The metabolism of pyruvate by bovine-adrenal-cortex mitochondria.

Abstract

1 The metabolism of pyruvate by isolated bovine-adrenal-cortex mitochondria has been studied. The rate of pyruvate oxidation depends on the availability of oxaloacetate. Oxalo-acetate is formed from malate but malate cannot function in a catalytic manner in the Krebs cycle, because some is oxidised to pyruvate via malic enzyme activity with resulting diminution of the oxaloacetate pool. 2 An additional source of oxaloacetate is provided by low levels of pyruvate carboxylase. In the presence of ATP and bicarbonate, the principal initial product of pyruvate metabolism is citrate.

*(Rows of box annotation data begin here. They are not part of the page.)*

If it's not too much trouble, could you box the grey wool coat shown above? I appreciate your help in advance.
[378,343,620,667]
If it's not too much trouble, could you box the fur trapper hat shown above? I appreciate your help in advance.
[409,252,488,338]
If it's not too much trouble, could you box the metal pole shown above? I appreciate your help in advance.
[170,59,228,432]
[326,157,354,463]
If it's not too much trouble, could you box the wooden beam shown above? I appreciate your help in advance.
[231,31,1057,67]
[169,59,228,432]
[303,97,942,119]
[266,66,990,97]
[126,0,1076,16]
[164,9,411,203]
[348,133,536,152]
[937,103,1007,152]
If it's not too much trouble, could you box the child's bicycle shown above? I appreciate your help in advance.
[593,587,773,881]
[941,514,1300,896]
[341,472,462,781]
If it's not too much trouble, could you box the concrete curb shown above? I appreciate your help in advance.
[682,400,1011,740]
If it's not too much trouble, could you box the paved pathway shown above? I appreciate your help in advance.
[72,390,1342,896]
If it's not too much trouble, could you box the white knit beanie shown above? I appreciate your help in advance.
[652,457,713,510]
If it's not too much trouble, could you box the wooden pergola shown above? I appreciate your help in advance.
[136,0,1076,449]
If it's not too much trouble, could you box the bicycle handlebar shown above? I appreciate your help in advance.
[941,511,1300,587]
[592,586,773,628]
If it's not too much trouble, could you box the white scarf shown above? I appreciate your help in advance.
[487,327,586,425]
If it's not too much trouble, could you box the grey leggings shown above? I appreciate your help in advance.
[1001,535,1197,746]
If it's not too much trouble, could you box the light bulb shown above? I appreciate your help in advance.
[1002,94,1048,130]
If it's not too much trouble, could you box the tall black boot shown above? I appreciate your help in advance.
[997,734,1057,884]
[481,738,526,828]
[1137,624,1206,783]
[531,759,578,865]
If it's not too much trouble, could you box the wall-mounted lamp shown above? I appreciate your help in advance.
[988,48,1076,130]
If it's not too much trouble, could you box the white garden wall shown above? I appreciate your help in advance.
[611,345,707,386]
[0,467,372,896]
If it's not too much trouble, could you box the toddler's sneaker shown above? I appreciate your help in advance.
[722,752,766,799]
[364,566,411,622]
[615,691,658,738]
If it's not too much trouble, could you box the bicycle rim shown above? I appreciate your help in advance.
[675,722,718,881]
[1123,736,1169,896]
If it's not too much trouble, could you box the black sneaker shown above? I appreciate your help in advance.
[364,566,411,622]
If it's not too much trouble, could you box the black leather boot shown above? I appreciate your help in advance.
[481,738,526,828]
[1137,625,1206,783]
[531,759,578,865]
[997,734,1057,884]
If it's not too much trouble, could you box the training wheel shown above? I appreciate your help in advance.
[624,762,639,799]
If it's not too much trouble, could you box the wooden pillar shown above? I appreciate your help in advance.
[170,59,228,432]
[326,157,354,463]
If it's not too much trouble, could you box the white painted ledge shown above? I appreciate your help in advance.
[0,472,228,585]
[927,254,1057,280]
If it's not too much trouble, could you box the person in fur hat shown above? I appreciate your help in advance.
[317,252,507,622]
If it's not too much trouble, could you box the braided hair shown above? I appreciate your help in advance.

Reducing equivalents for 11β-hydroxylation of deoxycorticosterone may be provided by oxidation of citrate. 3 When oxaloacetate is supplied by malate oxidation, the rate of citrate formation in the presence of fluorocitrate is controlled by the rate of electron flux through either the respiratory chain or the hydroxylation chain, and is increased by addition of ADP on the one hand, or deoxy-corticosterone on the other. This appears to be due to reoxidation of the pyridine nucleotides resulting in increased availability of oxaloacetate for citrate formation. Equilibration of NAD+/NADH and NADP+/NADPH is achieved by transhydrogenase activity but this activity is not energy-linked under the conditions of these experiments. 4 In the absence of fluorocitrate, the stimulation of citrate formation brought about by initiation of 11β-hydroxylation results in increased Krebs cycle activity. In the transition from state 4 to state 3 respiration, there is an additional activation of citrate oxidation, which is interpreted to be due to activation of NAD+-linked isocitrate dehydrogenase on addition of ADP. 5 Addition of both deoxycorticosterone and ADP together to the mitochondria results in inhibition of state 3 electron flux through the respiratory chain, with concomitant inhibition of ATP formation. The rate of 11β-hydroxylation is not affected. Inhibition of ATP formation can be achieved by a variety of steroids and correlates with inhibition of NADH oxidase.